La momentanea sospensione della vendita del sistema antimissile S-300 da parte della Russia all’Iran, è stata descritta come una vittoria diplomatica dal Primo Ministro israeliano Benjamin Netanuahu, in visita ufficiale lunedì scorso a Mosca. Indubbiamente lo è, ma rappresenta anche una pesante sconfitta delle certezze iraniane. Teheran, infatti, sicuro di un appoggio incondizionato da parte di Mosca, ha imprudentemente deciso di rifiutare la cosiddetta “proposta di Vienna”, ovvero l’ipotesi di esportazione (e successiva reimportazione) dell’uranio iraniano verso centrali russe e francesi per il processo di arricchimento. Al Cremlino, il rifiuto iraniano non è stato preso molto bene, soprattutto perché l’iniziativa diplomatica portava la firma degli stessi Medvedev e Putin.
Non solo: al ritardo dell’accordo militare, la Russia ha aggiunto un severo ammonimento verso Teheran, chiedendole di favorire una maggiore cooperazione internazione. Un messaggio implicito che cela, forse, la disponibilità russa a discutere una nuova risoluzione Onu per aumentare le sanzioni all’Iran. Un progetto in realtà ancora difficile –in considerazione del probabile veto cinese- ma che comunque dimostra chiaramente il sentimento di contrarietà dell’Orso bianco.
Il rapporto confidenziale dell’AIEA, in realtà, non aggiunge nulla di nuovo a quello che è già stato pubblicamente annunciato dalle stesse autorità iraniane. E’ bene ricordare infatti che, proprio recentemente, il Presidente Ahmadinejad ha dichiarato l’intenzione dell’Iran di arricchire l’uranio al 20%, una percentuale che dimostra chiaramente i fini militari e non civili del programma atomico. E’ interessante però notare che, questo stesso rapporto, è stato fatto circolare pochissimo tempo dopo l’entrata in carica del nuovo Direttore dell’AIEA Yukiya Amano, successore di Mohammed El Baradei. Un chiaro segno della volontà dell’Agenzia internazionale di affrontare di petto la questione iraniana. Nel rapporto Yukiya afferma testualmente che “le informazioni di cui dispone l’Agenzia (…) sollevano inquietudini sull’esistenza di potenziali attività segrete passate o presenti dell’Iran legate allo sviluppo di un’arma nucleare per missile”.

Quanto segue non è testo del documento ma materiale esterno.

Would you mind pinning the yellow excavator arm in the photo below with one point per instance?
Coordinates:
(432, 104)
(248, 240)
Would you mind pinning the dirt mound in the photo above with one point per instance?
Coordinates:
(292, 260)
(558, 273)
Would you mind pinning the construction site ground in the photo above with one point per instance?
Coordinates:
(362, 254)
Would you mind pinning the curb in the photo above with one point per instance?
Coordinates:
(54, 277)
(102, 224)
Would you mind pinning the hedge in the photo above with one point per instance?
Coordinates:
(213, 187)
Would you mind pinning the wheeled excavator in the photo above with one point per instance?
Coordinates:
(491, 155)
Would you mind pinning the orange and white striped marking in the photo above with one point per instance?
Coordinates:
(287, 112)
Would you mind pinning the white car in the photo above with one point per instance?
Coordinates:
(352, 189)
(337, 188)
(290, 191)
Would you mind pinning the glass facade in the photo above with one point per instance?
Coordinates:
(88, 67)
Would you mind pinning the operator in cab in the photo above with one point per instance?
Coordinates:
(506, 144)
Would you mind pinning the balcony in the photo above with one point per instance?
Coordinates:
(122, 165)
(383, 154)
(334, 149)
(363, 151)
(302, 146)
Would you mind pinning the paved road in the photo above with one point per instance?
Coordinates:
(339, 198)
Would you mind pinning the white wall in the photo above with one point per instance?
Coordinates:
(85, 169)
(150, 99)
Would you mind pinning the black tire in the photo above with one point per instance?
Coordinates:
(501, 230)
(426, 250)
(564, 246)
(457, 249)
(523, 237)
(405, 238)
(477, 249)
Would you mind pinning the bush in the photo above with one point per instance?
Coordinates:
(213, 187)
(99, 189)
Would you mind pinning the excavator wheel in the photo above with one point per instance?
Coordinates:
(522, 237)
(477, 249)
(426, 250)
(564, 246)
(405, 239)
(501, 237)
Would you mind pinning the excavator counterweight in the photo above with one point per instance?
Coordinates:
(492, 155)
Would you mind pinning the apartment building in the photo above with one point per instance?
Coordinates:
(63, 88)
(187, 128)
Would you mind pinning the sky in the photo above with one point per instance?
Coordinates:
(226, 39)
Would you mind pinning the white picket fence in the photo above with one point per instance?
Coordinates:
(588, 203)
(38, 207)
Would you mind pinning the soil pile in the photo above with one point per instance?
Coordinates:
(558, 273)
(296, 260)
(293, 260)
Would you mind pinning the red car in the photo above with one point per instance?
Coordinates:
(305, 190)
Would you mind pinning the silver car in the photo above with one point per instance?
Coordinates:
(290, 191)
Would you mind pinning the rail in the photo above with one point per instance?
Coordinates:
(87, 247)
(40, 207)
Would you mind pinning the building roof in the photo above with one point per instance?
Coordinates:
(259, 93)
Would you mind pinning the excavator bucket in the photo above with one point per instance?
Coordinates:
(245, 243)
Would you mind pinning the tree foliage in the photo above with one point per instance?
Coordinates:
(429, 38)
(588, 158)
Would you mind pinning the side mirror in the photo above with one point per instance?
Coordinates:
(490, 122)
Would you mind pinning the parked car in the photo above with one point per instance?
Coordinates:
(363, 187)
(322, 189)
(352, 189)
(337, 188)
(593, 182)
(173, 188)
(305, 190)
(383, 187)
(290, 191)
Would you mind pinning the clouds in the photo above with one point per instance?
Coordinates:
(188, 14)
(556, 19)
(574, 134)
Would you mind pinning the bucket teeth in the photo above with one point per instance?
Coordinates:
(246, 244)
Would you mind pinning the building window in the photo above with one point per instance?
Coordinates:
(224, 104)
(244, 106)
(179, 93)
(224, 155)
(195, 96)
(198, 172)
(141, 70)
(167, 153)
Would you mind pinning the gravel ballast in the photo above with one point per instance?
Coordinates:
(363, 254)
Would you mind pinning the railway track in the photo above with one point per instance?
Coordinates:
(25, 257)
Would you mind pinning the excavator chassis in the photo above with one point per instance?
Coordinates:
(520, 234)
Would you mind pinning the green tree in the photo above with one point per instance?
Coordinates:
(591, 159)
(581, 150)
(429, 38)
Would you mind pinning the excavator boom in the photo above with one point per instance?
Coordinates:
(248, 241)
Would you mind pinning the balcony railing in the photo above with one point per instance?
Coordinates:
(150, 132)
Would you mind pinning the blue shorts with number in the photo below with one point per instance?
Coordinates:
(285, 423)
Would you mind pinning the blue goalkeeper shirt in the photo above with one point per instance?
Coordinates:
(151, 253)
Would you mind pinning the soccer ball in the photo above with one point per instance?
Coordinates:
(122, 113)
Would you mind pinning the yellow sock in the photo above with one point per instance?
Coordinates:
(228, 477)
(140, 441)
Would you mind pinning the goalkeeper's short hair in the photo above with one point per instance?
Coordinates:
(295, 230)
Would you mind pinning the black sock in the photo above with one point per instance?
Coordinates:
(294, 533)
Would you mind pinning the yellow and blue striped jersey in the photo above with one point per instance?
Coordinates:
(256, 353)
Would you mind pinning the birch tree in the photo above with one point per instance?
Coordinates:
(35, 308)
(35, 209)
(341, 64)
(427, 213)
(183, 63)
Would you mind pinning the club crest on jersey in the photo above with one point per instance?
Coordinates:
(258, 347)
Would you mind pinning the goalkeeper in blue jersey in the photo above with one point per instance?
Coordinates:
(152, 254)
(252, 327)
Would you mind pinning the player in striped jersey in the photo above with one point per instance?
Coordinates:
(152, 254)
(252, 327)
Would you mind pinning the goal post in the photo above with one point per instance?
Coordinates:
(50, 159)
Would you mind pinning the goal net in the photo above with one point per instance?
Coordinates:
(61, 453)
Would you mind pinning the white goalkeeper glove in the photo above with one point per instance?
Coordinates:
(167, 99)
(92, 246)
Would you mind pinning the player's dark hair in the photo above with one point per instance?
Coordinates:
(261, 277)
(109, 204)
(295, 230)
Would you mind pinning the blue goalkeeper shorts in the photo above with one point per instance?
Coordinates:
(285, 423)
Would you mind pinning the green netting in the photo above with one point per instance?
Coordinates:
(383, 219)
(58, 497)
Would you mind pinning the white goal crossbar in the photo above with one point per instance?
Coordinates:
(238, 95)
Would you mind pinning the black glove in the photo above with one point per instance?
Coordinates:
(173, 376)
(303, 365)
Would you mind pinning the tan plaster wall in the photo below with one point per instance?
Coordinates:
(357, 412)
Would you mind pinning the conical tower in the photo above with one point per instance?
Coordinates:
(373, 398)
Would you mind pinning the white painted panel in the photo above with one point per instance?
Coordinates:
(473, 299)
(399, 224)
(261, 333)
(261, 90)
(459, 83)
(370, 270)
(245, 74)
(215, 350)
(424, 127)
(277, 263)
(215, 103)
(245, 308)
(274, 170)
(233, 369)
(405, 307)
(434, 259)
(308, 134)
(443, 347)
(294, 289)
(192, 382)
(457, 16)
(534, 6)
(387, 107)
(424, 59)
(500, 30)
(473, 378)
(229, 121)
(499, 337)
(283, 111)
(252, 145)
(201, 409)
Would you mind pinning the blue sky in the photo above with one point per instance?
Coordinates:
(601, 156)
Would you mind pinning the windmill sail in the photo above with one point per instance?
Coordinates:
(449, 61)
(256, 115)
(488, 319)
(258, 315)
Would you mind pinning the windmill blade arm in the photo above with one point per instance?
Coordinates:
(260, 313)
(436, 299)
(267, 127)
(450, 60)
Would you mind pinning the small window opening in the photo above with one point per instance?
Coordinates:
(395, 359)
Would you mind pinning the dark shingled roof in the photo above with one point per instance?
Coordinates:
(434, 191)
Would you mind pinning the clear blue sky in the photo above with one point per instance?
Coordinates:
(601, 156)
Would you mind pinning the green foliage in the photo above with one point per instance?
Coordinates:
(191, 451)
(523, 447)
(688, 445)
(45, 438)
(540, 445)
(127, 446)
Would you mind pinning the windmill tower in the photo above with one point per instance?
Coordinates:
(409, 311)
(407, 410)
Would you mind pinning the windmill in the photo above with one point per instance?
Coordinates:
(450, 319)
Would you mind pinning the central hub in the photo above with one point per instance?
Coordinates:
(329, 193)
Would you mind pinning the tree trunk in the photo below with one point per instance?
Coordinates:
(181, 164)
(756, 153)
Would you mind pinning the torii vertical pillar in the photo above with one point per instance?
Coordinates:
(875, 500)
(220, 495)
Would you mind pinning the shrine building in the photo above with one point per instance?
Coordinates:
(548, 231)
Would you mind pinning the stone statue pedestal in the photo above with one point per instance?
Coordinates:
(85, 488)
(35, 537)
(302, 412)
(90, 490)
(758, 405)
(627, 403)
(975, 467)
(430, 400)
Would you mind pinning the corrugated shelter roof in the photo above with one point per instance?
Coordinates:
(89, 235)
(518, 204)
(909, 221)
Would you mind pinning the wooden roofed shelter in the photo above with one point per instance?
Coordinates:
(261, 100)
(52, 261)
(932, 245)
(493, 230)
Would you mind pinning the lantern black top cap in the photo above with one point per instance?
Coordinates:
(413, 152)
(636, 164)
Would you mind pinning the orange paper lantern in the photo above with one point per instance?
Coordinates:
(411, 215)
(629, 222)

Insomma, sembra chiudersi lentamente il cerchio intorno ai veri fini politici dell’Iran che, come evidente, non mirano ad un pacifico sviluppo dell’energia nucleare ma ad un sofisticato programma nucleare di tipo militare (ciò è comprovato anche dal fatto che, buona parte del progetto nucleare iraniano, è in mano alle Guardie Rivoluzionarie).
La strada dell’unità e della fermezza da parte della Comunità Internazionale, sembra quindi l’unica possibile per scongiurare ogni rischio di conflitto nell’area. Alla Cina e alle titubanti monarchie sunnite del Golfo Persico, spetta ora il dovere di fare una chiara scelta di campo.